Choctaw Nation of Oklahoma Made Progress Toward Meeting Program Goals During the First Year of Its Tribal Opioid Response Grant
Why OIG Did This Audit
The Department of Health and Human Services (HHS), Substance Abuse and Mental Health Services Administration (SAMHSA), has awarded a series of grants to States and Tribes to combat opioid use disorder (OUD). SAMHSA was authorized to award $1 billion in funding for fiscal years (FYs) 2017 and 2018. These grants included the Tribal Opioid Response (TOR) grants. The purposes of these grants were to increase access to treatment, reduce unmet treatment needs, and reduce opioid overdose-related deaths through prevention, treatment, and recovery services for OUD.
Our objective was to determine whether the Choctaw Nation of Oklahoma met program goals and complied with Federal regulations in administering its TOR grant.
How OIG Did This Audit
The Choctaw Nation was awarded the TOR grant for the period September 30, 2018, through September 29, 2020. Our audit period was the first grant year.
To determine whether the Choctaw Nation met program goals, we reviewed the Tribe's grant application, needs assessment, strategic action plan, annual progress reports, and source documents for programs implemented during the first grant year. We then compared those programs against the requirements in SAMHSA's Funding Opportunity Announcement and determined whether the Tribe made progress or implemented programs in accordance with the TOR grant goals and requirements.
What OIG Found
The Choctaw Nation met some program goals for its TOR grant during the first grant year. Specifically, the Choctaw Nation met program goals in the areas of prevention and recovery. The Choctaw Nation also made progress toward meeting treatment program goals but encountered some challenges that prevented it from increasing the availability of medication-assisted treatment (MAT) services for Tribal members within its health care system. The Choctaw Nation was unable to achieve one of its goals during the first grant year: to send a provider to a 12-month addiction and pain management fellowship to obtain credentialing as an Addiction Medicine Specialist. Although the Choctaw Nation was unable to establish MAT services by enrolling a provider in this addiction and pain management fellowship, the Tribe instead sent some of its current providers to become MAT waiver trained.

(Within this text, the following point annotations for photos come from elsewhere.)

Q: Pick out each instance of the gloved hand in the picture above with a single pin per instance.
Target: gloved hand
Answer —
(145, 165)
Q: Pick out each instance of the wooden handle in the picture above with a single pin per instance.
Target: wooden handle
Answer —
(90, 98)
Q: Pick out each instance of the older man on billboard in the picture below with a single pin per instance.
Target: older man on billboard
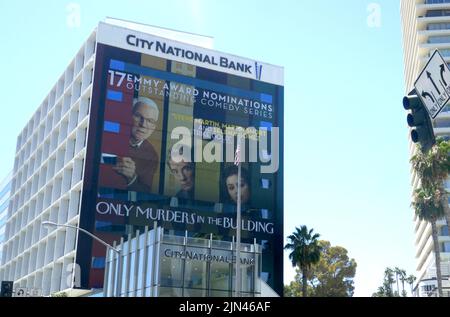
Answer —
(140, 166)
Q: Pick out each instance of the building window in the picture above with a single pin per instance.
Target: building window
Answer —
(439, 39)
(445, 247)
(438, 13)
(438, 26)
(265, 183)
(112, 127)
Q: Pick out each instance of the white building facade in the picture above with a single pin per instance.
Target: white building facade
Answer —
(426, 27)
(54, 177)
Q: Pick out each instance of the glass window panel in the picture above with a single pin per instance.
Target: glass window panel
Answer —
(112, 127)
(220, 272)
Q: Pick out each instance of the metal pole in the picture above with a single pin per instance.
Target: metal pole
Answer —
(119, 268)
(238, 223)
(51, 223)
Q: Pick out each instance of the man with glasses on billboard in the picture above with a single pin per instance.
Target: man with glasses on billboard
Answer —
(140, 167)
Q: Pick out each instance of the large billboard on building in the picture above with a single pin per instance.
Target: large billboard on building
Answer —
(163, 132)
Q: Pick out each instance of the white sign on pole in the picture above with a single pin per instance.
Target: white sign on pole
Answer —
(433, 84)
(21, 292)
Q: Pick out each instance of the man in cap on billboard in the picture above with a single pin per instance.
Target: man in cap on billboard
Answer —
(140, 167)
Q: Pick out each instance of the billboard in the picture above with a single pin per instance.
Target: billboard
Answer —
(162, 142)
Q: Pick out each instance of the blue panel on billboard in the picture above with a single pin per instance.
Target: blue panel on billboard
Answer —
(266, 98)
(114, 95)
(112, 127)
(117, 65)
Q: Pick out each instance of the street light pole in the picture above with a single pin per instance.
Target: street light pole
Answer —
(108, 246)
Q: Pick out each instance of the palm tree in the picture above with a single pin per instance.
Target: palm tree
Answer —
(410, 280)
(428, 207)
(433, 169)
(402, 275)
(305, 251)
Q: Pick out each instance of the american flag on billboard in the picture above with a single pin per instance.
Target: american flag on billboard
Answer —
(237, 156)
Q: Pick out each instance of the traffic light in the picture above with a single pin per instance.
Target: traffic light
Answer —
(420, 122)
(6, 290)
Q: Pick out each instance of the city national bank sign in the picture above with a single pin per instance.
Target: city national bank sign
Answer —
(162, 139)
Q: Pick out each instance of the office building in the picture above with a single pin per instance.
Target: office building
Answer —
(426, 27)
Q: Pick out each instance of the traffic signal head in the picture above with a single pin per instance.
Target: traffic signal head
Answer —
(420, 122)
(6, 290)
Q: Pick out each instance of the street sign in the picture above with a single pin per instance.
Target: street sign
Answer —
(433, 84)
(21, 292)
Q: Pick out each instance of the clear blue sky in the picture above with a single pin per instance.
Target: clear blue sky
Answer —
(346, 149)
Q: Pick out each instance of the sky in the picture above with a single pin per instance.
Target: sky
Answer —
(346, 145)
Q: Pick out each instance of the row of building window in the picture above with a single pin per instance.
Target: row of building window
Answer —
(5, 189)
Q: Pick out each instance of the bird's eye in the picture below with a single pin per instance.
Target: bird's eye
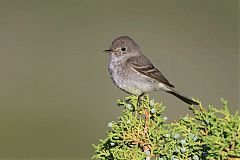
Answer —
(123, 49)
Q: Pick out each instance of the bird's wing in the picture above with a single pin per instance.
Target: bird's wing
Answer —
(142, 65)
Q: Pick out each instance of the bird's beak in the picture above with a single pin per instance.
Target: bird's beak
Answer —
(109, 51)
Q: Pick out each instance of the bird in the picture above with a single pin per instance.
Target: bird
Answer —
(134, 73)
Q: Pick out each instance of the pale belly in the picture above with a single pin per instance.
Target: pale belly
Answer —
(131, 81)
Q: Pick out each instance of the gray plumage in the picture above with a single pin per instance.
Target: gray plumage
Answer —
(132, 72)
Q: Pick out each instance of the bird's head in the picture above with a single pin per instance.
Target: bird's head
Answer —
(123, 46)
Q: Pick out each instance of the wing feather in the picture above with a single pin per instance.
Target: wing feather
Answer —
(142, 65)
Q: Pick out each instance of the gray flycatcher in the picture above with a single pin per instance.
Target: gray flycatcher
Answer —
(132, 72)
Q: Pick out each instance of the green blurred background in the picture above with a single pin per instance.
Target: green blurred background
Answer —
(56, 96)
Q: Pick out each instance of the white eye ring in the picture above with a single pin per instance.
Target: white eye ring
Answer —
(123, 49)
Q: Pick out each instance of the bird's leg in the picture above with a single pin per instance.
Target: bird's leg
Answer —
(139, 102)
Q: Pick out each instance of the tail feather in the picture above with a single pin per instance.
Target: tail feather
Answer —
(183, 98)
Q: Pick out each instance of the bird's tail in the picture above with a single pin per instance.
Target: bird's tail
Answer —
(182, 97)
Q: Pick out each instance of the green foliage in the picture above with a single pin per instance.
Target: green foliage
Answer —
(142, 133)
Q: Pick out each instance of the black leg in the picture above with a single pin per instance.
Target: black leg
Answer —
(139, 99)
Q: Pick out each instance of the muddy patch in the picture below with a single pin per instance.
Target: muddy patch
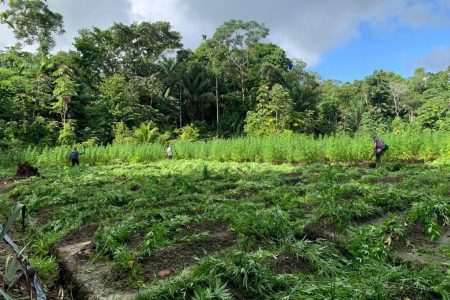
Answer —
(290, 263)
(211, 226)
(242, 194)
(44, 214)
(292, 178)
(416, 248)
(81, 234)
(174, 258)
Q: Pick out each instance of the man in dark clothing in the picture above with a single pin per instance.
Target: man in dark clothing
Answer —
(75, 157)
(379, 146)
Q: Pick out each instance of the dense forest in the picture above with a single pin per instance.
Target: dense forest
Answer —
(136, 84)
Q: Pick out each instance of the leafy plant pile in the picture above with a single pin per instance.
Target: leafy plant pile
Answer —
(210, 230)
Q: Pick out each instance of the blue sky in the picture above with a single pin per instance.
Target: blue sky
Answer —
(339, 39)
(400, 51)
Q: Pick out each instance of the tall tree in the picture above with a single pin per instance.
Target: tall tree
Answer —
(130, 50)
(65, 89)
(32, 21)
(239, 37)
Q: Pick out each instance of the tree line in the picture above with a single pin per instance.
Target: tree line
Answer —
(136, 83)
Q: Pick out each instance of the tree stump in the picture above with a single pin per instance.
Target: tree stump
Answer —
(26, 170)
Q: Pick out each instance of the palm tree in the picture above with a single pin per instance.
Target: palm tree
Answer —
(196, 90)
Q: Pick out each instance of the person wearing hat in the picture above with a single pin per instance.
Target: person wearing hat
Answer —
(379, 146)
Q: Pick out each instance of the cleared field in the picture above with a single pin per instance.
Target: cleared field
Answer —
(210, 230)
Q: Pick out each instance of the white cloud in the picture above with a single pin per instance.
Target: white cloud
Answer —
(437, 60)
(306, 29)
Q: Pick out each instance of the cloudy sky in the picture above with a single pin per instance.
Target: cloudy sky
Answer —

The Choctaw Nation generally complied with Federal cost principles when administering its TOR grant. However, during the first grant year the Choctaw Nation claimed a cost of $2,405 to the TOR grant that was unallowable. A contractor submitted one invoice for work performed on the grant that included the cost of a chartered flight, and the Choctaw Nation charged the entire invoice amount to the grant award. The cost of the chartered flight was unallowable because it was unreasonable. This error occurred because the Choctaw Nation's policies and procedures did not clearly delineate responsibilities of departments in assessing the allowability of costs in the context of applicable Federal requirements on invoices submitted by the contractor.
What OIG Recommends and Grantee Comments
We recommend that the Choctaw Nation refund unallowable costs of $2,405 to the TOR grant. We also make procedural recommendations to the Choctaw Nation to train staff to identify contract costs that are allowable under Federal regulations and strengthen or establish policies and procedures regarding Tribal departmental responsibilities and staff access to contractual agreements.
Although the Choctaw Nation did not directly agree or disagree with our recommendations, it described corrective actions it took that were in keeping with our recommendations. The Choctaw Nation said that it received a refund from the contractor for the unallowable costs and used the returned funds on allowable expenditures. The Choctaw Nation added that it has implemented a more stringent process to review costs charged to the grant and a system where contracts can be accessed by any necessary party.